SLAPPs Filed to Silence Individuals Fighting Government Abuse and Corruption

Government Abuse SLAPPs

  • In Tennessee, the Clarksville Property Rights Coalition (CPRC), a grassroots group formed to fight the eminent domain abuse, ran an ad in the local newspaper criticizing elected officials and developers for backing a redevelopment plan including eminent domain. The ad said, in part, “This Redevelopment Plan is of the developers, by the developers, and for the developers.” In March of 2009, the circuit court vindicated the right to protest government abuse by dismissing the libel and invasion of privacy claims against CPRC, holding, “Debate on public issues shall be uninhibited [and] wide open. . . .  Accusing a public official or public figure of using their political influence to obtain a benefit for others or themselves or favoring their supporters is not defamation.” And, as the speech at issue involved “public debate, public issues and public persons,” the plaintiff’s allegations were insufficient to support a claim of invasion of privacy as a matter of law. Although Tennessee has an anti-SLAPP statute, it only protects statements made to a government body. But under the proposed federal legislation, the CPRC would also have been able to recover attorney’s fees and damages incurred in defending against the SLAPP. See Swift v. Clarksville Property Rights Coalition, No. MC CC CV OD- 08529 (2009).
  • In November of 2008, a Texas developer sued the author of a book about an eminent domain development agreement the developer had signed. The suit, which named the author, the book’s publisher, a newspaper that reviewed the book and Law Professor Richard Epstein, who wrote the book’s introduction, seeks monetary damages and a permanent injunction on further printing or distribution of the book. Epstein was dismissed for lack of jurisdiction in March 2009, and in June of 2009, the remaining defendants asked the court to dismiss the lawsuit.
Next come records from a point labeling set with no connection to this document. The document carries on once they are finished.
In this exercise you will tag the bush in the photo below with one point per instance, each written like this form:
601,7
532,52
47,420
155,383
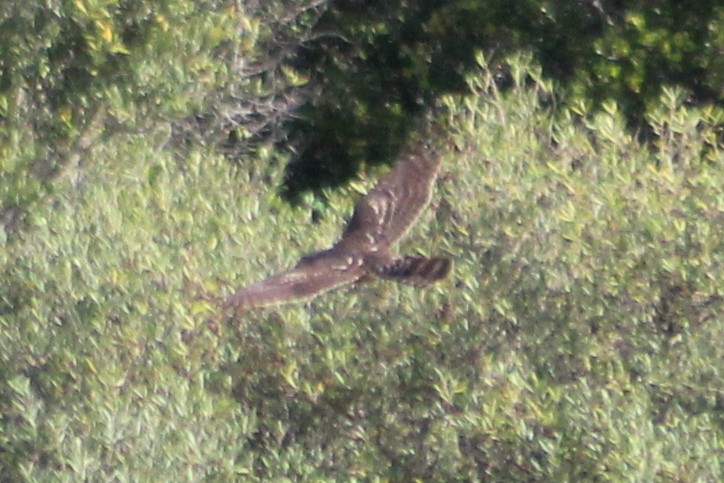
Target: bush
578,337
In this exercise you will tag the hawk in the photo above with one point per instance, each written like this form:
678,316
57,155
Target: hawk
380,219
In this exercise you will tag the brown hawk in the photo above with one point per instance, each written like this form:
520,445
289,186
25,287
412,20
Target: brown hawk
380,219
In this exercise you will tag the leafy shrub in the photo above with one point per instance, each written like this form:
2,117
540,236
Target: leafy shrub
578,337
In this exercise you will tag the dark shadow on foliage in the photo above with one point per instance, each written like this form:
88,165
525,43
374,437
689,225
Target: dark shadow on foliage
376,66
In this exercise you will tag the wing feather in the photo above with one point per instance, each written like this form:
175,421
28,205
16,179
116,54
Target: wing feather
388,211
314,274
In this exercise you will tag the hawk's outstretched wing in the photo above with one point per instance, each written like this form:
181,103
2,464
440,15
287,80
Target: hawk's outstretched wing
313,274
380,219
388,211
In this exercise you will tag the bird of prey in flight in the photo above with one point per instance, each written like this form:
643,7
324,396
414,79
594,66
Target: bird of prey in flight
380,220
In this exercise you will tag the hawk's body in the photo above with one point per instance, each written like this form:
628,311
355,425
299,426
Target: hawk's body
380,219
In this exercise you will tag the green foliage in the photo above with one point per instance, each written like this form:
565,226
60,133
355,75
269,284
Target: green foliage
578,337
375,65
72,71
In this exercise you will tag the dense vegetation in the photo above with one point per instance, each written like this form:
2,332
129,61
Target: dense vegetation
578,337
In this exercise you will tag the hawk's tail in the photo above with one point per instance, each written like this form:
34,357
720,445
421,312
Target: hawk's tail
418,271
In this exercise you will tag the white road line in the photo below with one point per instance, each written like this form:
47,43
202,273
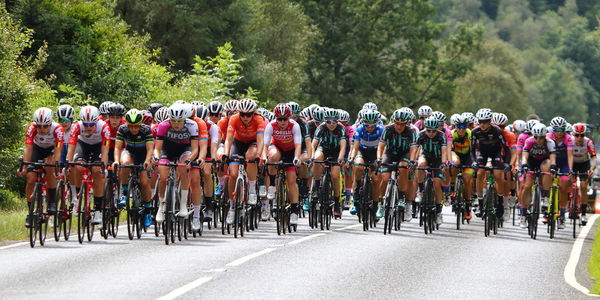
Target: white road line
184,289
246,258
571,266
304,239
14,245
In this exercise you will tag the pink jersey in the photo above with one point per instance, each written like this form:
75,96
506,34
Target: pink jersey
55,136
285,139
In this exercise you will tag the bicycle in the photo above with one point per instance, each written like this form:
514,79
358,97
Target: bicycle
283,210
38,218
428,209
322,207
489,210
367,207
133,205
393,203
84,216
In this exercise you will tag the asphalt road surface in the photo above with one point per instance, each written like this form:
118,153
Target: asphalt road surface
308,264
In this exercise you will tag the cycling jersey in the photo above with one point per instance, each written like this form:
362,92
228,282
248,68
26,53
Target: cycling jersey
432,147
246,133
100,134
398,143
585,152
54,137
330,139
366,139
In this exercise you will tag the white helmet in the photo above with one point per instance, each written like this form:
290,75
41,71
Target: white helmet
499,119
539,130
162,114
519,126
484,114
247,105
42,116
89,114
178,112
425,111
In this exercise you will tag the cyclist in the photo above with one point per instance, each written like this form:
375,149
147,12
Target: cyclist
564,163
539,153
488,143
43,142
329,143
433,146
283,142
584,161
461,156
134,145
177,141
364,151
89,142
245,138
398,144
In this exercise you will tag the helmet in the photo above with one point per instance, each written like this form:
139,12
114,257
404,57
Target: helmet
439,116
529,125
116,109
178,112
432,123
247,105
453,119
42,116
269,116
319,114
331,114
104,107
202,112
148,118
569,128
401,115
231,106
579,128
558,122
215,107
154,107
539,130
499,119
162,114
519,125
370,105
134,117
89,114
424,111
295,107
370,116
344,116
65,111
484,114
282,110
305,113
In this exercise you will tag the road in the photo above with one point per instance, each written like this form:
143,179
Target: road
343,263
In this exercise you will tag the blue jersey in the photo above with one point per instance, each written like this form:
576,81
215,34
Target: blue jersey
368,140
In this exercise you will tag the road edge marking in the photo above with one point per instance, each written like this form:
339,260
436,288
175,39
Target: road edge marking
571,267
184,289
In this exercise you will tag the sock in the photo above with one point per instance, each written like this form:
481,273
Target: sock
196,211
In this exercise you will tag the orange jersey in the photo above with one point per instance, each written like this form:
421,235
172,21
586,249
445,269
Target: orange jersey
246,133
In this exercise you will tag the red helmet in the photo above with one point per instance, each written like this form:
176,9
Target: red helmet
579,128
282,110
148,118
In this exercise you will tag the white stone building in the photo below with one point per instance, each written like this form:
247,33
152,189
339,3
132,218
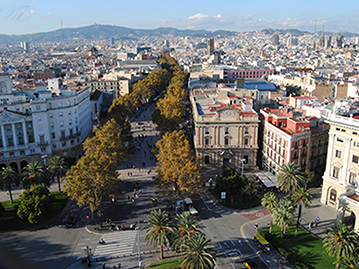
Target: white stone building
35,124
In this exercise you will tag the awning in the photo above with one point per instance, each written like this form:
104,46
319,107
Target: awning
266,180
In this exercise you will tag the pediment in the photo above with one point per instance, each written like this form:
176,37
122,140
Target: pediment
227,112
9,116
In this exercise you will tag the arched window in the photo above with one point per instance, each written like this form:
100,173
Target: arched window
333,195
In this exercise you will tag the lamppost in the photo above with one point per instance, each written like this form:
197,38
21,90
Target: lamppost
243,161
88,252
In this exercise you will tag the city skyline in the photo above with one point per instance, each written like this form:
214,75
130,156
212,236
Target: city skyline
24,16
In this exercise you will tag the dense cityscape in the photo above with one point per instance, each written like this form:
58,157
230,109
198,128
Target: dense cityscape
180,150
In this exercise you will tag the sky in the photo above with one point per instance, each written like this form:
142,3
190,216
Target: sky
33,16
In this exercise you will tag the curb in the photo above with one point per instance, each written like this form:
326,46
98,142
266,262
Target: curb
91,232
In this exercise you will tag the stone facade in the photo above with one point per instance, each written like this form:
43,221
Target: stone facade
340,181
226,133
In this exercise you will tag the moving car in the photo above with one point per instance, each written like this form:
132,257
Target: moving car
250,264
262,243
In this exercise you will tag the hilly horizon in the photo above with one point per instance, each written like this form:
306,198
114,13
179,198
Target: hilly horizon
102,32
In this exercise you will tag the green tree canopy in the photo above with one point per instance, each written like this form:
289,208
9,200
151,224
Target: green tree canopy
177,169
270,201
58,169
8,179
289,177
158,229
283,214
197,253
34,203
341,241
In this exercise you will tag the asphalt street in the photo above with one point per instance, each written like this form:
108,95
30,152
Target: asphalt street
55,246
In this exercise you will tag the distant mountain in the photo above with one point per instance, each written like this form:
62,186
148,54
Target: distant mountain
296,32
103,32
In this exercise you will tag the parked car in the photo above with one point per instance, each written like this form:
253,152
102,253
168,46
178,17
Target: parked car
70,221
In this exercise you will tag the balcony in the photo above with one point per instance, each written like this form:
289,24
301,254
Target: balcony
42,144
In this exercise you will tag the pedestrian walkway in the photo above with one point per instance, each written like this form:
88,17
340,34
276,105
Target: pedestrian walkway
117,244
212,205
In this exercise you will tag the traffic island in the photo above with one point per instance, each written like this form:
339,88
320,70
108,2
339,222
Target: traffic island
303,251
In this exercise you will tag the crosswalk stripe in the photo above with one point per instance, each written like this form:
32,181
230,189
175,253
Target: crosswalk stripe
117,243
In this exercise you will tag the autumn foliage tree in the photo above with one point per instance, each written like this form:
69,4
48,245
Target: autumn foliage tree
94,178
178,172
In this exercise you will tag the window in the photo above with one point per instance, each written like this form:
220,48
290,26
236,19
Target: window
352,178
336,172
206,140
333,195
338,154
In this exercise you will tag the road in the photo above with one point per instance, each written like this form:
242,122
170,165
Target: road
56,246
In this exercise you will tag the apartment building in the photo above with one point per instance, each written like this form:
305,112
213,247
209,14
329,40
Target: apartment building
226,130
35,123
286,137
340,181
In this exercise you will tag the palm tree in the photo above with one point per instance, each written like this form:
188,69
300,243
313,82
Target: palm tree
302,197
185,225
197,253
158,229
269,201
58,168
33,174
289,177
340,241
283,214
8,179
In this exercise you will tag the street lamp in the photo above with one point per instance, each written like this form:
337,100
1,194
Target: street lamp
243,161
88,252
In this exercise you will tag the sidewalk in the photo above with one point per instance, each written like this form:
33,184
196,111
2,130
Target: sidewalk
261,217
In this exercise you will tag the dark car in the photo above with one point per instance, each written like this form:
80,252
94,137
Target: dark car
70,221
250,264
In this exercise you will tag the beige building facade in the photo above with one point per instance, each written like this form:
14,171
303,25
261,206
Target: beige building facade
340,181
226,132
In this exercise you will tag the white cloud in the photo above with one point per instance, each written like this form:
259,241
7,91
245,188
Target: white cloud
248,22
198,16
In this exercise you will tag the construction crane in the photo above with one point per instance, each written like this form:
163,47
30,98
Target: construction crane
345,58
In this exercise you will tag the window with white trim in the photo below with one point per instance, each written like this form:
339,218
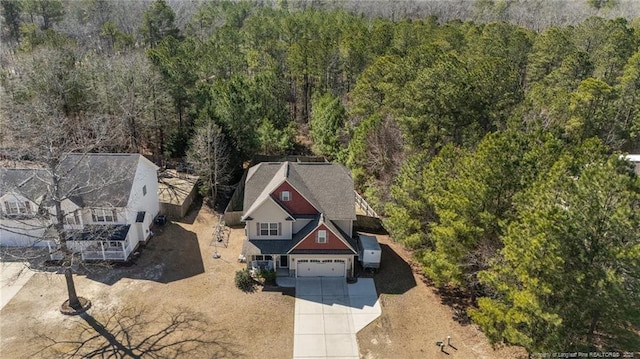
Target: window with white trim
269,229
17,207
73,218
104,215
321,237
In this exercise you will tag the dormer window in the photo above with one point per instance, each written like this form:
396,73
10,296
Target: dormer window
14,208
269,229
321,236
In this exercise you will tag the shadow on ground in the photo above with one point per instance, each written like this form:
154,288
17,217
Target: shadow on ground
172,254
395,275
137,332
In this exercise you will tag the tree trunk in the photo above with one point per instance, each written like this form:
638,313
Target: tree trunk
71,288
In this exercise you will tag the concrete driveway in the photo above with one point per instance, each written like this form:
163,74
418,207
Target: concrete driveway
13,275
328,314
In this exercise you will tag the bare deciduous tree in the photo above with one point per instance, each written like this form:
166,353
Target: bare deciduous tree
45,121
135,332
210,158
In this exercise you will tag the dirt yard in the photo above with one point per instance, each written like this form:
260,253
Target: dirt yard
178,301
414,317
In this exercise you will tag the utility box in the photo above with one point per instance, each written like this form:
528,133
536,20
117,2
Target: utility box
369,251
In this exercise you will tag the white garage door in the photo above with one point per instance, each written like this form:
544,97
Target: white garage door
321,268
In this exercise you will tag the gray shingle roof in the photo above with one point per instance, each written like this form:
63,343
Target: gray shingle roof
327,186
283,246
28,182
88,180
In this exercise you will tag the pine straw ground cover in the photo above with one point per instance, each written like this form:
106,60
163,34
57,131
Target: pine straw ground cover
178,301
415,316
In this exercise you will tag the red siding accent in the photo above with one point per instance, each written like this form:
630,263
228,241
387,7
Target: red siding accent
333,242
297,204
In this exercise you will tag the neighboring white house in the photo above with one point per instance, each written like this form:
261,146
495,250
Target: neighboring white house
635,159
108,203
299,218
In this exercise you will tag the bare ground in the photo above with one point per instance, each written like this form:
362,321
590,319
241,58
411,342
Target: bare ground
178,301
415,316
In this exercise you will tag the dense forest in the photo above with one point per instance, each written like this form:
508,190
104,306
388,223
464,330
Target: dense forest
488,133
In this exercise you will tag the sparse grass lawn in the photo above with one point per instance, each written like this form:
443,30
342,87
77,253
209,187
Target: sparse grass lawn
176,301
414,317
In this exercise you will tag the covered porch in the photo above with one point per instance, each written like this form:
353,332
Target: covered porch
257,260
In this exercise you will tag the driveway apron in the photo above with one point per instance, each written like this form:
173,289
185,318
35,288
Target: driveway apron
329,313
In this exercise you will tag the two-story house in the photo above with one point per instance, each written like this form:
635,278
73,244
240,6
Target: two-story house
299,218
108,203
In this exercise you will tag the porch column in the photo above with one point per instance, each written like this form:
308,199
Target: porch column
104,257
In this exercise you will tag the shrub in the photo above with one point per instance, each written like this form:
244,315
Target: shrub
244,280
269,276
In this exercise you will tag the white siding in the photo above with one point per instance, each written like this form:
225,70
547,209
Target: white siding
345,225
29,233
272,213
21,231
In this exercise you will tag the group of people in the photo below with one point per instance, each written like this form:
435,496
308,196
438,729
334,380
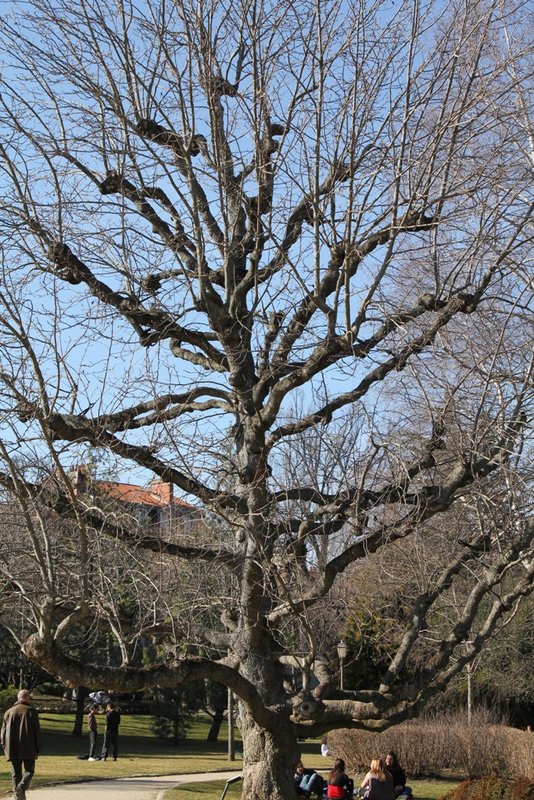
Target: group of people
111,732
20,736
386,780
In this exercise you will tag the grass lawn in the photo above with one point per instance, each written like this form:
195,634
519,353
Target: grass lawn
423,790
141,753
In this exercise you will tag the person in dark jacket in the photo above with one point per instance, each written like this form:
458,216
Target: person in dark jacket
111,732
93,731
21,739
398,775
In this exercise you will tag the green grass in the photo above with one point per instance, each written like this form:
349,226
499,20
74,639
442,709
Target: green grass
141,753
423,790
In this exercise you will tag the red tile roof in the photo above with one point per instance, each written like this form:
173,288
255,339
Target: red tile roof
139,495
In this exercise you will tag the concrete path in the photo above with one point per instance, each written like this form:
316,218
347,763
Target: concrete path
137,788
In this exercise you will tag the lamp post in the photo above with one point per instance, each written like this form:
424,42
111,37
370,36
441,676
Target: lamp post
341,653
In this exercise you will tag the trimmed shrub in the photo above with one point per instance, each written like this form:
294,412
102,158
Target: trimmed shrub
492,788
430,748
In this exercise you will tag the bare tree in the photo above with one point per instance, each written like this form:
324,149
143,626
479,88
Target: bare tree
279,256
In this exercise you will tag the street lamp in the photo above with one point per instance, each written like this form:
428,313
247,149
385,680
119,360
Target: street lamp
341,653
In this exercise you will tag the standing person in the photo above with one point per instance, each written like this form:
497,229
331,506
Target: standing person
93,731
378,783
21,739
398,775
339,785
111,732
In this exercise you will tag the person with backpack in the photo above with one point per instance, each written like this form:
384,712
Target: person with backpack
111,733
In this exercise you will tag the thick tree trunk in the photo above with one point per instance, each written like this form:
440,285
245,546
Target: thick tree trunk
269,760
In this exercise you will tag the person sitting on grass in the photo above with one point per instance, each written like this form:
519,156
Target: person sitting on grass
378,783
398,775
307,782
339,785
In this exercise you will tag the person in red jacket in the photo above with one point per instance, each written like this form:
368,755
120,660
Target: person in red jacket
21,739
339,785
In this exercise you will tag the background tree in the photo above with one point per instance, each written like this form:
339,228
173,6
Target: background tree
233,238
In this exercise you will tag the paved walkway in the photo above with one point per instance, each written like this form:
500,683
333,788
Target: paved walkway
137,788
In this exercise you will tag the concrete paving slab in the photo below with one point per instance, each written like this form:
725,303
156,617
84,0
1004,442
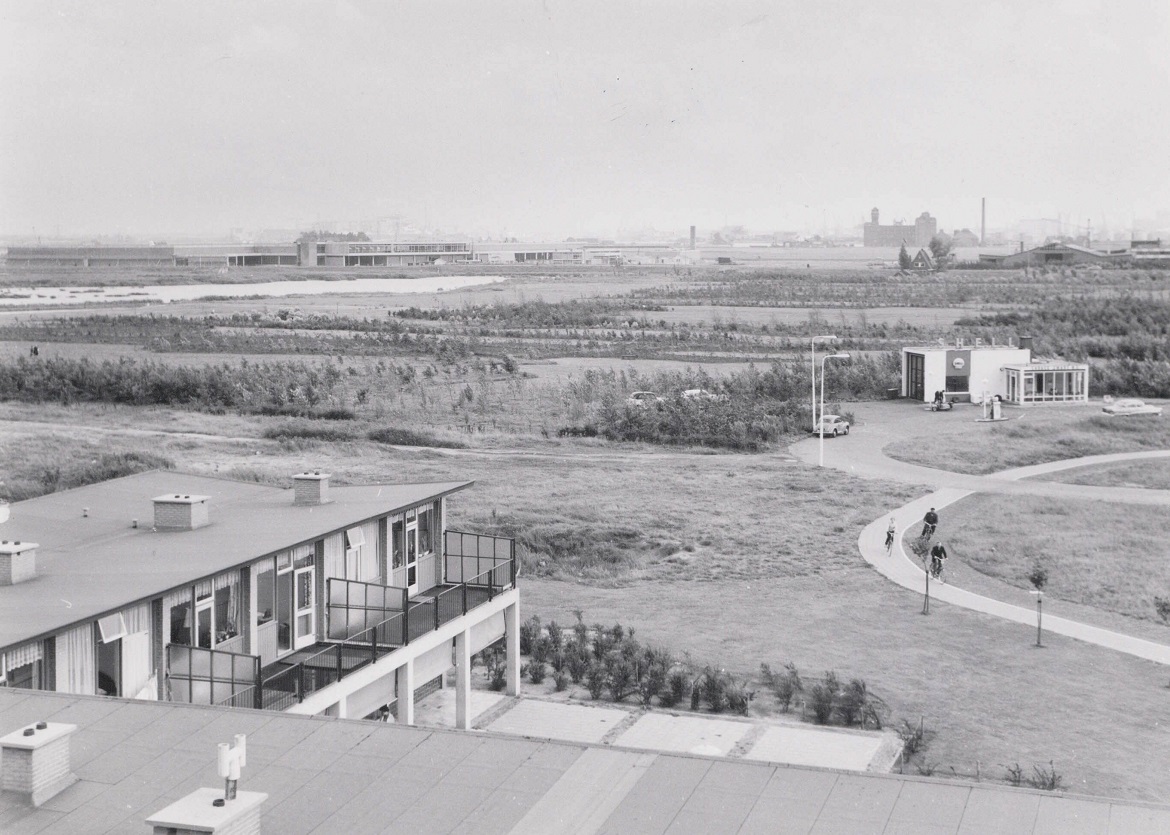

The Institute for Justice is defense counsel in the suit, which is actually the second suit brought by the developer in response to statements made about the development deal. In 2004, he sued the owners of two companies affected by the development deal who complained against his actions. That lawsuit settled in January of 2009, after nearly five years of litigation, under undisclosed conditions. See Royall v. Wright Gore, Jr., et. al., No. 29996 (2009); Royall v. Main, et. al., No. DC-08-13480-B (2009).
  • In 1992, deputy sheriff Gary Spencer shot and killed a citizen during execution of a search warrant in California. Following an investigation by the district attorney, the deputy was exonerated. However, the district attorney’s public report of the investigation questioned the veracity of the affidavit supporting the search warrant, suggesting that the Los Angeles County Sheriff’s Department was “motivated, at least in part, by a desire to seize and forfeit the ranch for the government…. Based in part upon the possibility of forfeiture, Spencer obtained a search warrant that was not supported by probable cause.” Spencer sued the district attorney for slander, who brought an anti-SLAPP motion to dismiss the case. The trial court denied the motion, but the court of appeals reversed, holding that the state’s anti-SLAPP statute applies to public employees who issue reports and comment on issues of public interest relating to their official duties. Bradbury v. Superior Court, 49 Cal.App.4th 1108 (1996).
  • In Washington in 1986, police entered the homes of two Roma (Gypsy) families on a faulty warrant and searched family members – including a baby – who weren’t the subjects of the warrant. The families sought $59 million in damages for the raid, and the city and county responded by countersuing in federal court in 1989, alleging that some of the plaintiffs had violated the Racketeer Influenced and Corrupt Organizations Act (“RICO”). The district court dismissed defendants’ RICO counterclaims two years later 1991. In 1997, 11 years after the search, the city paid $1.43 million to the families to settle the case. See Marks v. Clarke, 102 F.3d 1012 (1997).
  • Also in Washington state, a local organic farmer was arrested in a traffic stop the courts ruled was an illegal “pretext stop.” He filed a federal civil rights suit, and the city attorney’s office countersued for malicious prosecution, and for defamation based upon “outlandish statements” he made about the police officer involved in the arrest. The Ninth Circuit tossed out the city’s malicious prosecution and defamation claims, saying the city had no evidence in support, and the city council paid $20,000 in 2003 to settle the case. See Ostrander v . Madsen, 2003 U.S. App. LEXIS 1665.